The highlight of Ana de Armas' role is probably this suit.

Netflix

This being an action flick, the many international stopovers lead to violence. It's all fun and games, obviously, all stylishly shot shootouts and rollicking punch-ups. But then there's a huge showdown in the streets of a European city. High-velocity rounds destroy homes. High-caliber death machines sweep crowded public squares. You might not see it, but regular normal people going about their everyday lives clearly get killed in horrible ways. In the wake of public shootings in the US, Denmark and Norway (and that's just this year) this callous ultraviolence hits different.

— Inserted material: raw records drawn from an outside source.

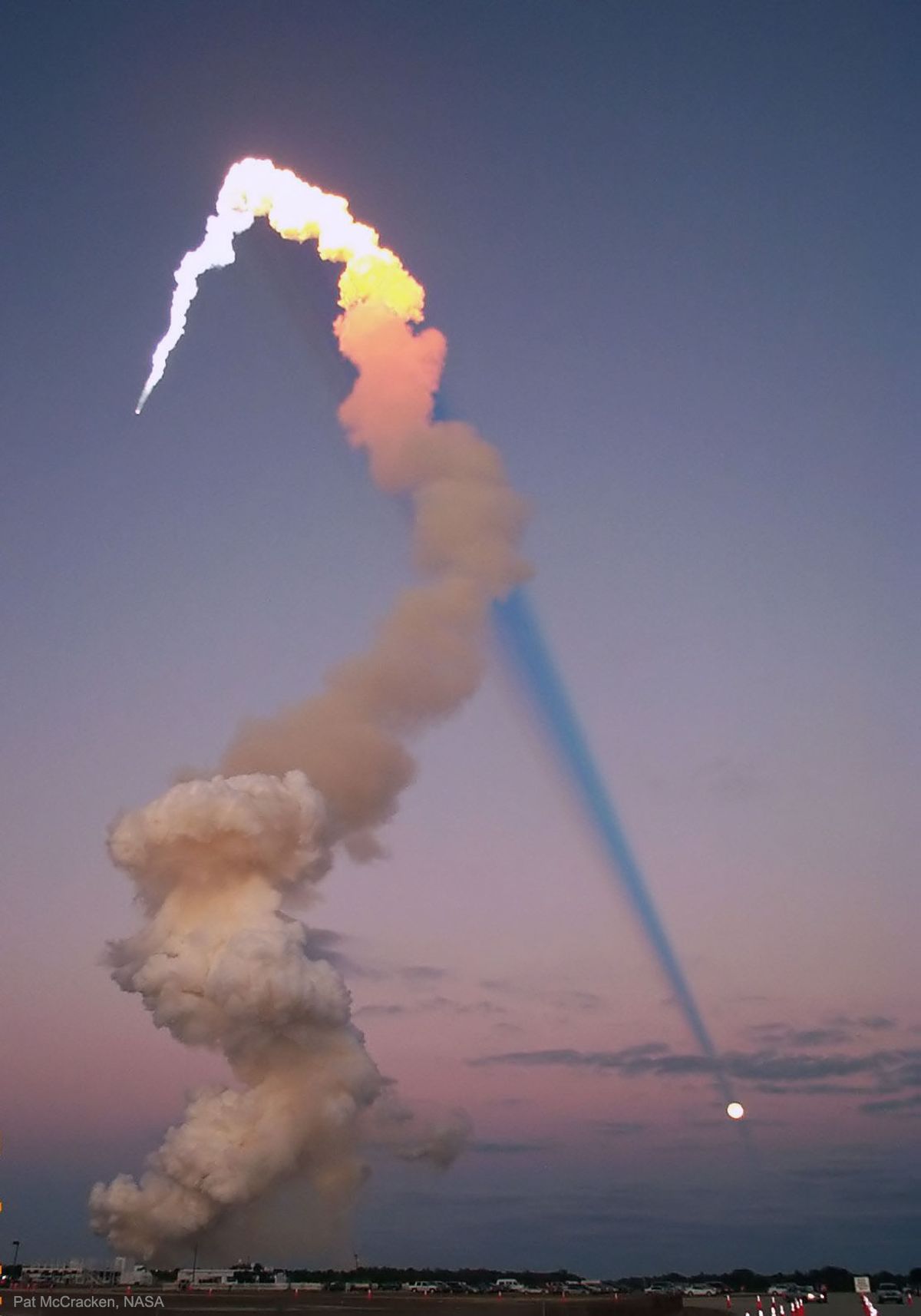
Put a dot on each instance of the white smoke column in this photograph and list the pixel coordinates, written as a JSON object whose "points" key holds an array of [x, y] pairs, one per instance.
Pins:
{"points": [[217, 961]]}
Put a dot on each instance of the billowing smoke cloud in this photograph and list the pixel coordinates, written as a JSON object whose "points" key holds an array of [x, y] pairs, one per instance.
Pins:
{"points": [[217, 961]]}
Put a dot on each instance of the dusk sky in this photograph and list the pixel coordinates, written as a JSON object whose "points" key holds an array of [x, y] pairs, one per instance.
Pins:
{"points": [[674, 249]]}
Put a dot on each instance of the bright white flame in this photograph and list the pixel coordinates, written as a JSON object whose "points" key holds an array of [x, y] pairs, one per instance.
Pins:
{"points": [[296, 211]]}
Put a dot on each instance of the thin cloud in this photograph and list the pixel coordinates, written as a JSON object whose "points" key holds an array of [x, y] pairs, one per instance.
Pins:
{"points": [[891, 1072], [510, 1148]]}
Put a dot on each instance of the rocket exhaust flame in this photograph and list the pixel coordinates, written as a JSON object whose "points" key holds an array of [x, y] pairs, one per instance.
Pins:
{"points": [[217, 962]]}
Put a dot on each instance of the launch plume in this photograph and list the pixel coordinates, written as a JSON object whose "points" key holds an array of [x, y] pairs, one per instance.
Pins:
{"points": [[217, 960]]}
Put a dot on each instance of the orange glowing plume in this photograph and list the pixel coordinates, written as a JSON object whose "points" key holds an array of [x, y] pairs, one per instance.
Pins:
{"points": [[296, 211]]}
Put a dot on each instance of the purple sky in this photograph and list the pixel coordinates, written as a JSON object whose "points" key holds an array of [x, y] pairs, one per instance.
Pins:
{"points": [[670, 248]]}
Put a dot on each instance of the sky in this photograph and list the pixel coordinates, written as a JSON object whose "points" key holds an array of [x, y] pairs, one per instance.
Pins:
{"points": [[674, 253]]}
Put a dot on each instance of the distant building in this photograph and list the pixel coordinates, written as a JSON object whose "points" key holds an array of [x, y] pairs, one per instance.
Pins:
{"points": [[61, 1275]]}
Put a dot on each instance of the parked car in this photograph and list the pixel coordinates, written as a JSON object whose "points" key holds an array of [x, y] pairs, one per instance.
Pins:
{"points": [[890, 1294]]}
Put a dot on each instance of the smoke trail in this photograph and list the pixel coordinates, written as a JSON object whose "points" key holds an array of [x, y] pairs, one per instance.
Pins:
{"points": [[524, 641], [217, 962]]}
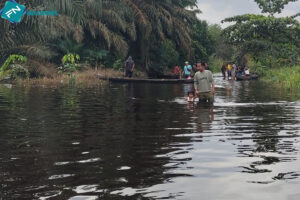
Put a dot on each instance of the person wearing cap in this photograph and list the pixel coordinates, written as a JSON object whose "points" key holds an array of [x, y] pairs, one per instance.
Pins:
{"points": [[204, 84], [187, 70], [129, 67]]}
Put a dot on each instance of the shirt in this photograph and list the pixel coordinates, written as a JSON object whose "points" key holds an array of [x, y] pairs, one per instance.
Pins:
{"points": [[129, 65], [203, 81], [187, 70]]}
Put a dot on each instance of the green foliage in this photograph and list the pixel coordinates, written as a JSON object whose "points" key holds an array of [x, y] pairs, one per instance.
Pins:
{"points": [[272, 6], [221, 49], [285, 77], [18, 71], [121, 27], [70, 63], [168, 54], [94, 57], [202, 41], [119, 64], [13, 59], [269, 40]]}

Maybe, just maybe, that's the point. After this apocalyptic battle, the film doesn't merrily exfil to the next exotic location. Instead, it lingers in a hospital, surrounded by the wounded and dying. Admittedly, this is partly a setup for the next fight. But The Gray Man at least shows a glimmer of thought about the savagery unfolding on screen, about the silver-screen depiction of violence as redemptive and protective, about the pointlessness of it all. It isn't exactly Drive or Only God Forgives, Gosling's 2011 and 2013 arthouse subversions (with director Nicolas Winding Refn) of the car chase and crime genres. But there's definitely a layer of subversive nuance going on here. It's telling that in this film's world of espionage, we never see any terrorists or doomsday weapons. The only threat to ordinary folk like you and me is the internal squabbling of various grubby sociopaths jockeying for power no matter who gets caught in the crossfire.

Ultimately, The Gray Man encourages us to enjoy the hell out of a stylish shoot-'em-up where good-looking people go bang-bang, while still nudging us to remember it's a fantasy. Maybe I'm squinting too hard to suggest this is Netflix's smartest action film, but it's definitely one of the most fun.